In speech therapy, Lisa worked on communication strategies to make her needs known as she was not able to verbalize when she first arrived. Lisa’s speech therapist started with having her make an “s” sound and eventually worked up to saying full sentences. She remembers her first words clearly. “You think my tractor’s sexy. Those were my first words and I never looked back from there,” said Lisa, referencing one of her favorite songs. Lisa also worked with speech therapy on swallowing. She was originally on a pureed diet, but was able to upgrade to a chopped diet following tongue and swallowing exercises.
Her family was a big source of motivation during her stay and will continue to help her after discharge. “My daughter has graciously opened her home to me. She has been there for me for everything,” Lisa said.

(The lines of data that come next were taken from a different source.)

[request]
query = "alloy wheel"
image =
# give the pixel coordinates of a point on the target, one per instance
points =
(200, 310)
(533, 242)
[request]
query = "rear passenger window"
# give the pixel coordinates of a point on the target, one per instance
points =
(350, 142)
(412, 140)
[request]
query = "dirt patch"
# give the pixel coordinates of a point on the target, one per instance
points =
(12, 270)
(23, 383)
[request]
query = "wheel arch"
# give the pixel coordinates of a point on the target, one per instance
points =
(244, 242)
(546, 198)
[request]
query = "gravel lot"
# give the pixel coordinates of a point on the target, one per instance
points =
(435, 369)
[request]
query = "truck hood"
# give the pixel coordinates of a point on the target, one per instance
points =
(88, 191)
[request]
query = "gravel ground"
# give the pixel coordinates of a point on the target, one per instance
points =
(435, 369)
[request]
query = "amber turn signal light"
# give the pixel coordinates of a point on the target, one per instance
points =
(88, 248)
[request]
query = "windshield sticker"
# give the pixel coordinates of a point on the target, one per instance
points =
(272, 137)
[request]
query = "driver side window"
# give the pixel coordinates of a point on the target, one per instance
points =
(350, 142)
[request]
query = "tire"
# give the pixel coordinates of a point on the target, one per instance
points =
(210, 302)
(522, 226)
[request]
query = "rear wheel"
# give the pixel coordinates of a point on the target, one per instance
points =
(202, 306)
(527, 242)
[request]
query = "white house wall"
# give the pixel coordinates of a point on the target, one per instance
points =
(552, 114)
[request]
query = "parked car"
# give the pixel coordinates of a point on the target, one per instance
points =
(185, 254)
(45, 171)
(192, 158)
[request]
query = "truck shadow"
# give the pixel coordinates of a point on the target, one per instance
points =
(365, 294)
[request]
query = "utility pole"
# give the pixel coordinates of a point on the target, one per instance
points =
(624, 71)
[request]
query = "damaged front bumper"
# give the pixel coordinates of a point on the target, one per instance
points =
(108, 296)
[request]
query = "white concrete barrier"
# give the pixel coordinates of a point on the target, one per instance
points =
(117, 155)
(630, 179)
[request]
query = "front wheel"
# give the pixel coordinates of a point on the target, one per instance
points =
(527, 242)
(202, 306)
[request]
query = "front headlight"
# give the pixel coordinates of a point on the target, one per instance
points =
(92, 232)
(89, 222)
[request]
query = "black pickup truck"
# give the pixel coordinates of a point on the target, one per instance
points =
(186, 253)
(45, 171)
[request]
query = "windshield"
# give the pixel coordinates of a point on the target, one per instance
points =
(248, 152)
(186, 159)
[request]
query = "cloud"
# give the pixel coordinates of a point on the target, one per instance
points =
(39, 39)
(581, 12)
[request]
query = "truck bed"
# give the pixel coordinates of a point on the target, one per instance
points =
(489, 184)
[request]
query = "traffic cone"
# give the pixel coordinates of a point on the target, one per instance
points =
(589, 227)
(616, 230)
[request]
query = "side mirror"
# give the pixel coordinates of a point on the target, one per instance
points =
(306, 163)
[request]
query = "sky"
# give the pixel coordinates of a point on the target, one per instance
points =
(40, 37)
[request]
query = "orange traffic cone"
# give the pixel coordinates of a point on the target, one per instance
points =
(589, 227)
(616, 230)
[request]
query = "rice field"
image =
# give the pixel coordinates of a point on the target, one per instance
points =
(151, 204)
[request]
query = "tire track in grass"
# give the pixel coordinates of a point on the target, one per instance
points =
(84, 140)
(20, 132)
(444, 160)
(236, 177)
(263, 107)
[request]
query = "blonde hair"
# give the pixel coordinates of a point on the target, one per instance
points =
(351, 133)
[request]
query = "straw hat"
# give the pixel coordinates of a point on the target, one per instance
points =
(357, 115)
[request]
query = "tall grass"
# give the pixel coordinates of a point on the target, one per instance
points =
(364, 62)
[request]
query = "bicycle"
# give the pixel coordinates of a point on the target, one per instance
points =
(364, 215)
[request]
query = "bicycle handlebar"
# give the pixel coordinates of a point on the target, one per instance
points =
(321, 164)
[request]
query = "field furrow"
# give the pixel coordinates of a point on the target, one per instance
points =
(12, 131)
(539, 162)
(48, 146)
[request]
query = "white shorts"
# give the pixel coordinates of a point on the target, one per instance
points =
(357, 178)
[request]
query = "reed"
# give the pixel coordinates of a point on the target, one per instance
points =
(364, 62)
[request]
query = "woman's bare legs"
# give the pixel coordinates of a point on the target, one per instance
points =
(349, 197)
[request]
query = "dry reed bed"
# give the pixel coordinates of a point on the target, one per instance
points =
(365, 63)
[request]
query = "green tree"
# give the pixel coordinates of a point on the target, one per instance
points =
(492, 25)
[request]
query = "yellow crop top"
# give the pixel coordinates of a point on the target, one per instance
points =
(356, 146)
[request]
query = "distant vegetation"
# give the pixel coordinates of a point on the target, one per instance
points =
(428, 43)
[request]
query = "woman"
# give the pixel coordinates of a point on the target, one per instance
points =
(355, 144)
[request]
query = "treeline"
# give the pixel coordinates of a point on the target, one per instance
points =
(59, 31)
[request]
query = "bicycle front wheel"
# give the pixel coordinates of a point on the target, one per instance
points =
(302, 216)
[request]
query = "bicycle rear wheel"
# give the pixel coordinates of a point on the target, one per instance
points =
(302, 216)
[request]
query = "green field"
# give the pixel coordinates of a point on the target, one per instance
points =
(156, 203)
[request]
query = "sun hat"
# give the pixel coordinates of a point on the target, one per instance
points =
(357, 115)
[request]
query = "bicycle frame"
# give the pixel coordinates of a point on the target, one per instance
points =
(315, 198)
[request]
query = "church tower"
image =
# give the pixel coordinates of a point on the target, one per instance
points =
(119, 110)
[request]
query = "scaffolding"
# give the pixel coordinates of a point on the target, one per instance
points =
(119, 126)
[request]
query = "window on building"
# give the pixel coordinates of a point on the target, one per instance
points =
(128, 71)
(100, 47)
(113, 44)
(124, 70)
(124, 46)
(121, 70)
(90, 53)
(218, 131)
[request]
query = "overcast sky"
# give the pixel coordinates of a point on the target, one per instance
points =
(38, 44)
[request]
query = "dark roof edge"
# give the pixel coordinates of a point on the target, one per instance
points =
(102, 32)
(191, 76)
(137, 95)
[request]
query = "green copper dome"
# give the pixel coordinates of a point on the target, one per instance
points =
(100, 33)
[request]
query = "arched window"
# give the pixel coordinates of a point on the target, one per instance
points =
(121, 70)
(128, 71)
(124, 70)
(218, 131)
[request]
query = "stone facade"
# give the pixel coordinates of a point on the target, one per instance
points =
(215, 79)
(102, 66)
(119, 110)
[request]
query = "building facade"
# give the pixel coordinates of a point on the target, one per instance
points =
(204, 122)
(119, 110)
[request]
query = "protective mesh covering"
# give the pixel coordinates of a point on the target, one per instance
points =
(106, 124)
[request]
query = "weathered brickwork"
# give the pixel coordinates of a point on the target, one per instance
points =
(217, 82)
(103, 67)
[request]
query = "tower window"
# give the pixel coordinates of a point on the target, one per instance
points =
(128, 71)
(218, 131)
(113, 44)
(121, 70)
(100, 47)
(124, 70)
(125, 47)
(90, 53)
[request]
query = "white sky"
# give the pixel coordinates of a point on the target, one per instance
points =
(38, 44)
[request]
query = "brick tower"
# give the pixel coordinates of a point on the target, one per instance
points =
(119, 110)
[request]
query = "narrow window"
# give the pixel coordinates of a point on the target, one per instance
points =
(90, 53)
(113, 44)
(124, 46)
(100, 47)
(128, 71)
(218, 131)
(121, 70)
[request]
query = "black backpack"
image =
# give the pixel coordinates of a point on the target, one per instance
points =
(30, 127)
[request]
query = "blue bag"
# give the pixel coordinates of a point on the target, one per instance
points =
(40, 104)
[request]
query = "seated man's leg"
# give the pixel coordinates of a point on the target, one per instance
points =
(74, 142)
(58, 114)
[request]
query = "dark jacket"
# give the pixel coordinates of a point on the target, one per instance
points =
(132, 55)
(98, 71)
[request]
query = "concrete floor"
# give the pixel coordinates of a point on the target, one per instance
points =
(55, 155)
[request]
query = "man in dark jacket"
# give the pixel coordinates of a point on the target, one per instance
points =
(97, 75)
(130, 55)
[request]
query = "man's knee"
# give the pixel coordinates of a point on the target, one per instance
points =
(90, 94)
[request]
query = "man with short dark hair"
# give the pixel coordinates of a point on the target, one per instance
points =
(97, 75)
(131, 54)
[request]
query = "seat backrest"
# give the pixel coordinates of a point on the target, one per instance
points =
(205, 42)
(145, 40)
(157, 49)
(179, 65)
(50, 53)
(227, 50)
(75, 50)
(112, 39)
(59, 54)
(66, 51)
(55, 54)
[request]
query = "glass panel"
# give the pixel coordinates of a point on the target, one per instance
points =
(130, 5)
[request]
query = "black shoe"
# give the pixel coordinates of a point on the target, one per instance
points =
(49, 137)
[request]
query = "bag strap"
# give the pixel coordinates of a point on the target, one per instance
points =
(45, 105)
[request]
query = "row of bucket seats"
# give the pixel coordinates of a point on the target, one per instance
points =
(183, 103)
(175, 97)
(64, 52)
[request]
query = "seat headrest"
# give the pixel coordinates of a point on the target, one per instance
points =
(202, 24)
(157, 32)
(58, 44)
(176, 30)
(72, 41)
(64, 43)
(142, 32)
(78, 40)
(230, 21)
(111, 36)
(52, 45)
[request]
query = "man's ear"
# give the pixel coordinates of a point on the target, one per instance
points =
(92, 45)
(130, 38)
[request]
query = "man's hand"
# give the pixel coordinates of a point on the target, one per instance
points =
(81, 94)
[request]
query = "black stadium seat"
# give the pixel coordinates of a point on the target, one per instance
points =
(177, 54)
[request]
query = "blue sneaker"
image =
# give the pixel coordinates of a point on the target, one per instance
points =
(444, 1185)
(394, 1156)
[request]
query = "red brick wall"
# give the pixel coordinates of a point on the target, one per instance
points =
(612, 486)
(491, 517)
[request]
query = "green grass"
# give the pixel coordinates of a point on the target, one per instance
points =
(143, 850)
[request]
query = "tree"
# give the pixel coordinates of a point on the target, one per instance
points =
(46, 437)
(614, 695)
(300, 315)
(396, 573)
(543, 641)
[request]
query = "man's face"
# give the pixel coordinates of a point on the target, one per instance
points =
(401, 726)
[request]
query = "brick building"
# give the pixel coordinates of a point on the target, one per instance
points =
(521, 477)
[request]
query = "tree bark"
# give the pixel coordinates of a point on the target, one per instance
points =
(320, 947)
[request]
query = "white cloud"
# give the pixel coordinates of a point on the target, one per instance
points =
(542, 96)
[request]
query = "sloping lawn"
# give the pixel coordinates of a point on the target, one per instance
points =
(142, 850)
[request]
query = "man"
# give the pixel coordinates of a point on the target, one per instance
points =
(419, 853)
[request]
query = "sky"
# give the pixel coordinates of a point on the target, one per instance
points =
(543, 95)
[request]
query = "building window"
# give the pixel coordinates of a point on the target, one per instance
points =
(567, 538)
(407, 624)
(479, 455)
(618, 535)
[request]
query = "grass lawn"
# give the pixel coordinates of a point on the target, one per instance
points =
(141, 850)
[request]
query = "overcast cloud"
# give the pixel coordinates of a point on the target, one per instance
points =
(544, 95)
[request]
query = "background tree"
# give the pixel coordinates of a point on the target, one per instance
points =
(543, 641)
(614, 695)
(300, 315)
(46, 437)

By the time she was discharged after about three weeks in the rehabilitation hospital, Lisa had gone from nonverbal to talking and went from not having function on her right side to walking. “I got my speech back,” said Lisa. “I got my function back in my right leg and right arm. I didn’t think I’d get any function back.” Now that she is going home, she is looking forward to eating different foods and continuing to get better every day.
Her advice is simple for others going through a similar rehabilitation journey: “Keep at it.”